Handle already have connected replicate produce with same name

Describe the bug Broker print the following log continuous

To Reproduce Well, it's hard to reproduce.

Expected behavior Stop create replicate producer while already have connected replicate producer with same name.

I am facing the same issue.

I have 5 datacenters with each a pulsar cluster.

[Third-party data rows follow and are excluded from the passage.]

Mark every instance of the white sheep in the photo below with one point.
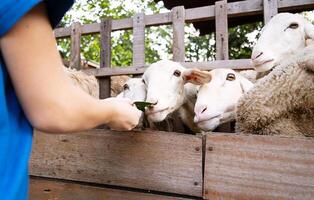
(283, 101)
(167, 84)
(86, 82)
(217, 100)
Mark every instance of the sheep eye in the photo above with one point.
(230, 77)
(126, 87)
(294, 25)
(177, 73)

So that make 5 pulsar clusters (named 'region1' ... 'region5'), with geo replication for some namespaces.

in 3 datacenters (region2, region4, region5), it looks all ok: other replication producers are connected just fine.

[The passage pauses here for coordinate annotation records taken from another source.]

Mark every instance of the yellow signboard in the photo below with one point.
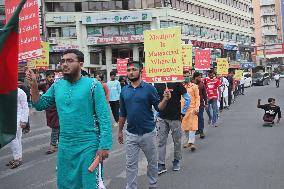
(163, 56)
(222, 66)
(43, 61)
(238, 75)
(187, 57)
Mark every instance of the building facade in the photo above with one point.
(2, 14)
(269, 32)
(108, 30)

but in 2 datacenters (region1, region3), I have logs like (those come from region3):

09:16:10.222 [pulsar-io-22-9] INFO  org.apache.pulsar.broker.service.ServerCnx - [/10.11.0.7:51418][persistent://tenant/namespace/topic-partition-10] Creating producer. producerId=11331
09:16:10.223 [ForkJoinPool.commonPool-worker-7] INFO  org.apache.pulsar.broker.service.ServerCnx - [/10.11.0.7:51418]-11331 persistent://tenant/namespace/topic-partition-10 configured with schema false
09:16:10.224 [ForkJoinPool.commonPool-worker-7] ERROR org.apache.pulsar.broker.service.ServerCnx - [/10.11.0.7:51418] Failed to add producer to topic persistent://tenant/namespace/topic-partition-10: Producer with name 'pulsar.repl.region2' is already connected to topic

and in the broker on the other side, in region2:

09:16:10.164 [pulsar-io-22-4] INFO  org.apache.pulsar.client.impl.ProducerImpl - [persistent://tenant/namespace/topic-partition-10] [pulsar.repl.region2] Creating producer on cnx [id: 0x7cd1d935, L:/10.11.0.7:51418 - R:10.12.0.172/10.12.0.172:6650]
09:16:10.285 [pulsar-io-22-1] WARN  org.apache.pulsar.client.impl.ClientCnx - [id: 0x7cd1d935, L:/10.11.0.7:51418 - R:10.12.0.172/10.12.0.172:6650] Received error from server: Producer with name 'pulsar.repl.region2' is already connected to topic
09:16:10.285 [pulsar-io-22-1] ERROR org.apache.pulsar.client.impl.ProducerImpl - [persistent://tenant/namespace/topic-partition-10] [pulsar.repl.region2] Failed to create producer: Producer with name 'pulsar.repl.region2' is already connected to topic

Right now, replication is having issues for that namespace and replications :

region3 -> region1
region1 -> region3
region2 -> region3
region5 -> region1
region5 -> region3 all other combinations are ok.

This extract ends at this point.